Some justification for exposing the current information in the
cacheinfo struct could be: (Pulled from another email chain)
"Agreed. So far I have got requests from GCC, JIT and graphics guys.
IIUC they need this to support cache flushing for user applications like
gcc trampolines and JIT compilers. I am also told that having knowledge
of cache architecture can help optimal code strategies, though I don't
have much details on that."
https://patchwork.kernel.org/patch/5867721/

There may be justification for including the points you mentioned
above, but I believe that is outside the scope of this patch. The
cache information exposed in this patch is limited, but I do not
believe it is useless. The points above can be added, but it will
require a rework of the base cacheinfo driver. driver/base/cacheinfo.c

Justin,

CACHE instruction is not available in user space, only SYNCI on MIPS R2+ 
for trampoline.
Any operation with CACHE requires a syscall.

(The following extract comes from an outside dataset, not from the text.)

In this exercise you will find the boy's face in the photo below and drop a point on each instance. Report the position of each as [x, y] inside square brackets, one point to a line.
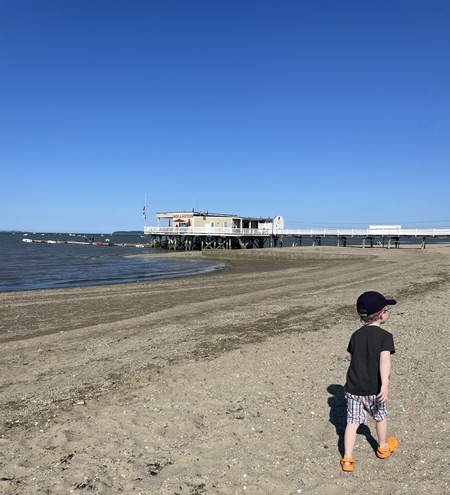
[384, 316]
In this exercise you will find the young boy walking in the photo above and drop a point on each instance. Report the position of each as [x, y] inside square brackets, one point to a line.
[367, 385]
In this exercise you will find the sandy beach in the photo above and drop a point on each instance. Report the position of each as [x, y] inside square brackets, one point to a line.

As for SYNCI (trampoline from L1D->L1I) the following information in 
user space is needed:

    1. L1 line size (available via RDHWR $x, $1). It is available now 
directly from CPU, but may be better to supply from kernel because some 
cores has no that.

    2. The flag that L1I is NOT coherent with L1D and SYNCI is needed 
and available

The knowledge about L1/L2 sizes is not needed for regular application... 
well, if application wants to get advantage of cache sizes, well, in 
this case it can be supplied.

But it is unreliable because app may be rescheduled into different kind 
of core which has a different L1 size (in heterogeneous system, BTW). It 
can be fixed by setting affinity, of course (not sure - can it be 
reliably done in BIG/LITTLE approach). But that requires in application 
the knowledge and understanding of system CPU structure... well why we 
can allow all that stuff besides information purpose? It corrupts the 
all efforts and optimization in kernel about performance and powersaving.

Regards,
- Leonid.